In Windows Server 2016, if a host loses connectivity to the cluster, the VMs will keep running for four minutes (this can be changed) in "isolated mode." If it's longer, normal failover will occur. If a host has numerous disconnections over a 24-hour period, it will be quarantined and its VMs live migrated off as soon as possible.

Today, if a VM has an outage to the shared storage where the virtual disks are housed, it'll crash if the outage is longer than about a minute. In Windows Server 2016, if storage connectivity is lost, the VM will be paused, pending reconnection to its virtual disks, avoiding the likely data loss in a crash.

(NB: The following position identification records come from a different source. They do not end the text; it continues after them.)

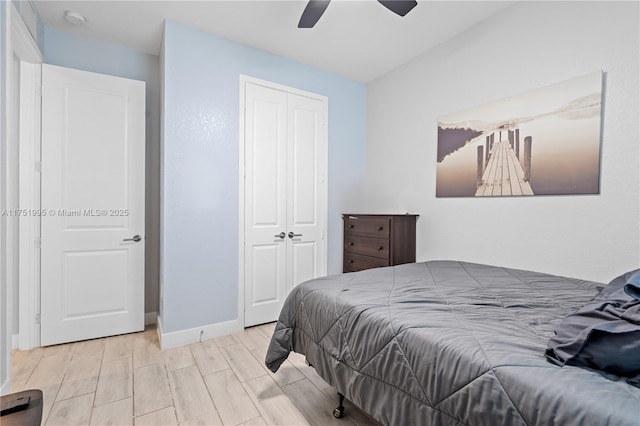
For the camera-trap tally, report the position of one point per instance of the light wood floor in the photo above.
(128, 380)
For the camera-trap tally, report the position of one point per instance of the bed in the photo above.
(453, 343)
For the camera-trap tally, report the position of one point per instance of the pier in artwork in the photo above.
(500, 172)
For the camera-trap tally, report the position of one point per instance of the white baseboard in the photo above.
(5, 388)
(197, 334)
(150, 318)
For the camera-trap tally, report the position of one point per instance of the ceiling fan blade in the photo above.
(399, 7)
(313, 12)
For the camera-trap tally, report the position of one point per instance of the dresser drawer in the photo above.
(367, 226)
(356, 262)
(368, 246)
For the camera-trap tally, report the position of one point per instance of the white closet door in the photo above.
(305, 172)
(93, 164)
(265, 203)
(285, 196)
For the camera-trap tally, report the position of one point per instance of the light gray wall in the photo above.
(201, 166)
(5, 326)
(72, 51)
(527, 46)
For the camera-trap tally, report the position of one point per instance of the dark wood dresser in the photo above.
(375, 240)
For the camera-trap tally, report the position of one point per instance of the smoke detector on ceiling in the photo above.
(74, 18)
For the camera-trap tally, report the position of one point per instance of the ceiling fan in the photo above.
(315, 9)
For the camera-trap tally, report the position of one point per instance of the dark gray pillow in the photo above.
(604, 334)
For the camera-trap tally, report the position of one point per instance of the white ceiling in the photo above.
(361, 40)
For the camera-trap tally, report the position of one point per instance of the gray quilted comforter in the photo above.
(449, 343)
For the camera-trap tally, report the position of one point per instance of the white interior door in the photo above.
(305, 184)
(284, 196)
(92, 240)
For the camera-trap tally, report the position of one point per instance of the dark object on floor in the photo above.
(22, 408)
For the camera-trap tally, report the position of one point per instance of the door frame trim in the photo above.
(24, 47)
(244, 79)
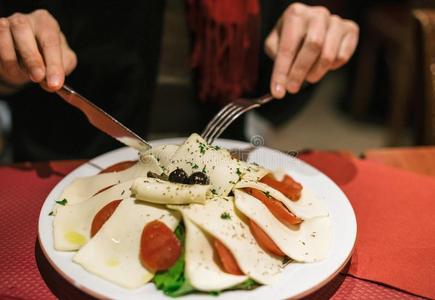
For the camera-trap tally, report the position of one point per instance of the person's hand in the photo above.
(33, 48)
(306, 43)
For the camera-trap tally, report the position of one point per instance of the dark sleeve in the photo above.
(277, 112)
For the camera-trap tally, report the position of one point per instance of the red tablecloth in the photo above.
(26, 274)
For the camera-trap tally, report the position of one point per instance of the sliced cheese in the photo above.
(114, 252)
(307, 207)
(164, 192)
(72, 223)
(85, 187)
(196, 155)
(202, 271)
(307, 242)
(219, 219)
(163, 154)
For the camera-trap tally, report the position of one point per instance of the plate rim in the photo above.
(100, 159)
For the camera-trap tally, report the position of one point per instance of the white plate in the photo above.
(297, 279)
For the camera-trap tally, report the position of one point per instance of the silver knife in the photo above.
(102, 120)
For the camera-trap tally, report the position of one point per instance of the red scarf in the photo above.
(226, 45)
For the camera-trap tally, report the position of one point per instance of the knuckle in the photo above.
(47, 19)
(298, 73)
(71, 61)
(321, 10)
(353, 27)
(286, 50)
(32, 61)
(42, 13)
(336, 19)
(327, 60)
(18, 20)
(295, 9)
(315, 42)
(50, 41)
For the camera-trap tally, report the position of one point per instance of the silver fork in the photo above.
(229, 113)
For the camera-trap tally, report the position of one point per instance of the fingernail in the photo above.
(279, 89)
(293, 86)
(53, 80)
(36, 74)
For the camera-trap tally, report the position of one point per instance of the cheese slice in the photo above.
(164, 192)
(249, 171)
(72, 223)
(219, 219)
(85, 187)
(307, 207)
(163, 154)
(114, 252)
(196, 155)
(307, 242)
(202, 271)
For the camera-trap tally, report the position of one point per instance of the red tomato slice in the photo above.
(226, 258)
(264, 240)
(290, 188)
(159, 246)
(118, 167)
(103, 215)
(276, 207)
(103, 189)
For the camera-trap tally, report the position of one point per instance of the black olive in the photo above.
(162, 176)
(178, 176)
(198, 178)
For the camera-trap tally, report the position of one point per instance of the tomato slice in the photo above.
(159, 246)
(264, 240)
(226, 258)
(276, 207)
(103, 189)
(289, 187)
(103, 215)
(118, 167)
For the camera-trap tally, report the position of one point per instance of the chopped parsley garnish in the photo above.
(62, 202)
(225, 216)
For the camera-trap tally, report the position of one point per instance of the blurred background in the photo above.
(384, 97)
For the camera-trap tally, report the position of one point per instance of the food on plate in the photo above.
(190, 218)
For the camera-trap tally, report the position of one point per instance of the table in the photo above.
(26, 273)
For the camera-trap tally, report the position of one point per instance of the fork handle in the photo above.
(264, 99)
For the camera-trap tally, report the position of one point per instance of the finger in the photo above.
(47, 34)
(292, 34)
(271, 44)
(8, 57)
(69, 58)
(331, 47)
(347, 48)
(308, 54)
(27, 47)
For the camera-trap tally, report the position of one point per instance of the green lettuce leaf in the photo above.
(172, 281)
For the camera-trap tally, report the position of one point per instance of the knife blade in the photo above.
(102, 120)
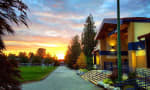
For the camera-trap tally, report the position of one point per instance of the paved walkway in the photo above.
(61, 79)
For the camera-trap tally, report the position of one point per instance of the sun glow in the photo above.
(60, 56)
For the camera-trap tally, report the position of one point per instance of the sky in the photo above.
(52, 23)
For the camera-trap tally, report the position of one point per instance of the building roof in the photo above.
(112, 22)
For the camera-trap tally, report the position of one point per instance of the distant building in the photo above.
(135, 42)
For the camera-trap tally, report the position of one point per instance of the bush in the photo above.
(108, 81)
(9, 74)
(81, 62)
(132, 75)
(114, 75)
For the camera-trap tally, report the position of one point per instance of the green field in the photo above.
(35, 73)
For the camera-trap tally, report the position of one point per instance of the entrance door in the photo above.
(147, 39)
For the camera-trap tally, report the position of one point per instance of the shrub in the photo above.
(81, 62)
(108, 81)
(9, 74)
(114, 75)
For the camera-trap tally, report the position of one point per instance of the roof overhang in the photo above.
(110, 25)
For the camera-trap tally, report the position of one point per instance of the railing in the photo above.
(111, 66)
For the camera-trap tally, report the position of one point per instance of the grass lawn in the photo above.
(35, 73)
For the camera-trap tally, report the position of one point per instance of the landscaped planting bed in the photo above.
(35, 73)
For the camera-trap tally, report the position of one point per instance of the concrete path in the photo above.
(61, 79)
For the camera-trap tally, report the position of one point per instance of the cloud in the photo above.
(54, 22)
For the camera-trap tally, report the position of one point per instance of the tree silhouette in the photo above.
(73, 52)
(11, 12)
(88, 42)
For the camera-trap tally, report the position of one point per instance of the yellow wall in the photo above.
(97, 58)
(137, 58)
(141, 29)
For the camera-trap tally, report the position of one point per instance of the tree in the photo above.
(74, 51)
(23, 57)
(88, 42)
(41, 52)
(81, 62)
(11, 11)
(9, 74)
(30, 55)
(11, 57)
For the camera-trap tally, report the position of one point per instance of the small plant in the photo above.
(132, 75)
(114, 75)
(84, 70)
(108, 81)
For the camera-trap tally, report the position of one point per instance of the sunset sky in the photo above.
(52, 23)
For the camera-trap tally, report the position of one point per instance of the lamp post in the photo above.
(118, 42)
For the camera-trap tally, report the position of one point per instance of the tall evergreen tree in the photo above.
(73, 52)
(88, 42)
(11, 11)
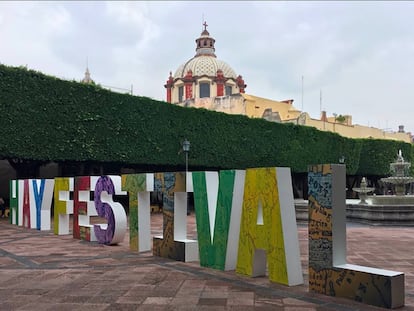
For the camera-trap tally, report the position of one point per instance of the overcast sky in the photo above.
(358, 55)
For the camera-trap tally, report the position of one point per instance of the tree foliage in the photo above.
(48, 119)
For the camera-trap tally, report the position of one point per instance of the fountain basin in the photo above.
(386, 211)
(394, 200)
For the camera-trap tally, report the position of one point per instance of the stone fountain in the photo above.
(363, 191)
(396, 209)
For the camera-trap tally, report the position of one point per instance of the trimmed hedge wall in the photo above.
(47, 119)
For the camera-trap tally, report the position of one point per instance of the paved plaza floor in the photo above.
(42, 271)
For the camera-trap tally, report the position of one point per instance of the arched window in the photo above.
(180, 94)
(204, 89)
(228, 90)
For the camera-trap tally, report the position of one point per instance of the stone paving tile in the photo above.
(41, 271)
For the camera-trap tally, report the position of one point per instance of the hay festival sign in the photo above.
(245, 222)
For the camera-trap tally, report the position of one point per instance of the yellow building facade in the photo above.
(206, 82)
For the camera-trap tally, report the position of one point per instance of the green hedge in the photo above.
(47, 119)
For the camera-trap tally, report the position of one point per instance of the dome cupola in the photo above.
(204, 75)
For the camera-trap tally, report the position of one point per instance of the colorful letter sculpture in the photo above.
(30, 203)
(329, 273)
(268, 227)
(84, 208)
(114, 231)
(174, 243)
(41, 193)
(217, 201)
(14, 202)
(139, 187)
(63, 205)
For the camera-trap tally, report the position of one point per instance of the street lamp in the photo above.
(186, 149)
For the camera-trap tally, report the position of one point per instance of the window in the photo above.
(228, 90)
(180, 93)
(204, 90)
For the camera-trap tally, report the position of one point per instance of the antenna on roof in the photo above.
(320, 102)
(302, 93)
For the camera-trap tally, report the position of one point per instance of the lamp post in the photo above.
(186, 149)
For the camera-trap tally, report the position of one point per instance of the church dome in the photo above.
(203, 76)
(205, 61)
(205, 65)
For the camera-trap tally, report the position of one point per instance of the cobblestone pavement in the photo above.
(42, 271)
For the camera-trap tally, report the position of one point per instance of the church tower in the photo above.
(203, 76)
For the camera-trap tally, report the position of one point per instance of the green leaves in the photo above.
(44, 118)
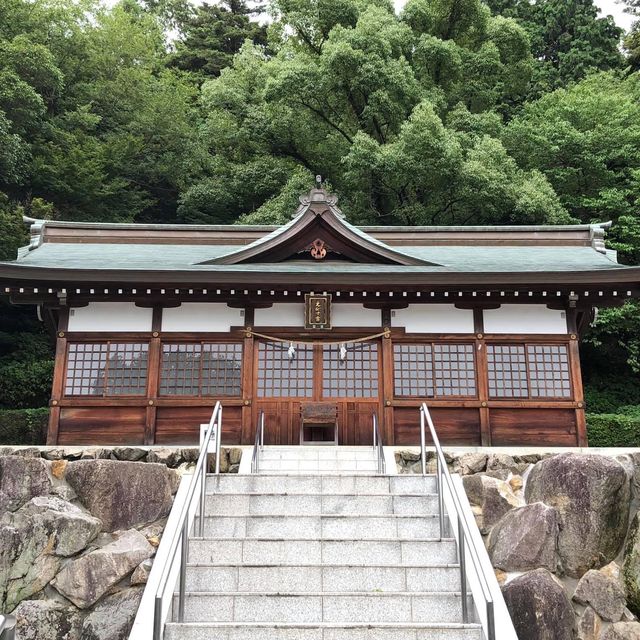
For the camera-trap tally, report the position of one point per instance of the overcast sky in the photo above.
(607, 7)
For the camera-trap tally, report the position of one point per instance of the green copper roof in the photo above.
(187, 257)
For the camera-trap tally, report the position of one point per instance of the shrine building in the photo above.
(155, 323)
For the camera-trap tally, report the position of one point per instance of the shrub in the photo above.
(613, 430)
(23, 426)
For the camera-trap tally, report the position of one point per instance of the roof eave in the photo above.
(15, 275)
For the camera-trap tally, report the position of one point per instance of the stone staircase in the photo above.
(317, 547)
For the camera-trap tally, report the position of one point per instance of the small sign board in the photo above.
(317, 311)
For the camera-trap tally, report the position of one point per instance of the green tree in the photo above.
(632, 38)
(568, 39)
(585, 140)
(402, 115)
(211, 34)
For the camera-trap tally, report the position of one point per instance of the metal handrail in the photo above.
(378, 447)
(465, 540)
(7, 627)
(181, 535)
(258, 445)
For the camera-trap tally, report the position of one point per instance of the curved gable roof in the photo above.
(318, 219)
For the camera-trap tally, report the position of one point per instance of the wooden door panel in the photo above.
(533, 427)
(455, 426)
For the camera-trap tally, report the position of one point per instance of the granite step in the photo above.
(317, 527)
(325, 577)
(337, 466)
(316, 484)
(304, 504)
(323, 606)
(329, 452)
(323, 631)
(407, 553)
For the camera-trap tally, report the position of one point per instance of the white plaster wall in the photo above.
(433, 318)
(281, 314)
(201, 316)
(524, 318)
(355, 315)
(110, 316)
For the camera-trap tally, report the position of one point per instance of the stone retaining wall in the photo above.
(563, 534)
(78, 532)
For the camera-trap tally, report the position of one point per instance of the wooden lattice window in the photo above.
(284, 372)
(413, 366)
(201, 369)
(454, 370)
(549, 374)
(507, 371)
(106, 369)
(352, 373)
(528, 371)
(434, 370)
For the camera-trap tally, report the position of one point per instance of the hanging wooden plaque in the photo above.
(317, 311)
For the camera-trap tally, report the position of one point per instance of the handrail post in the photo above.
(375, 444)
(218, 428)
(463, 572)
(491, 622)
(423, 453)
(157, 617)
(7, 627)
(465, 540)
(183, 569)
(203, 497)
(439, 485)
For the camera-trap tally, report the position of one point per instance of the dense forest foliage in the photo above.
(449, 112)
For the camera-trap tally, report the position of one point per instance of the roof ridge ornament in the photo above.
(318, 195)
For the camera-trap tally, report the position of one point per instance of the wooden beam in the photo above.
(153, 377)
(249, 412)
(576, 378)
(57, 387)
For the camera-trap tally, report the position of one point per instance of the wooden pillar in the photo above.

You can now specify priority for VMs -- high, medium and low -- when failover occurs. TP5 allows admins to create sets of VMs, define dependencies between them, and let this dictate the order in which VMs are started.

Storage QoS
In the current version of Hyper-V, you can set a min or a max (or both) value for IOPS for virtual hard disks. This works fine as long as the back-end storage can actually deliver the combined IOPS requirement for all running VMs; if it can't, there's no way for the individual hosts to manage IOPS requirements.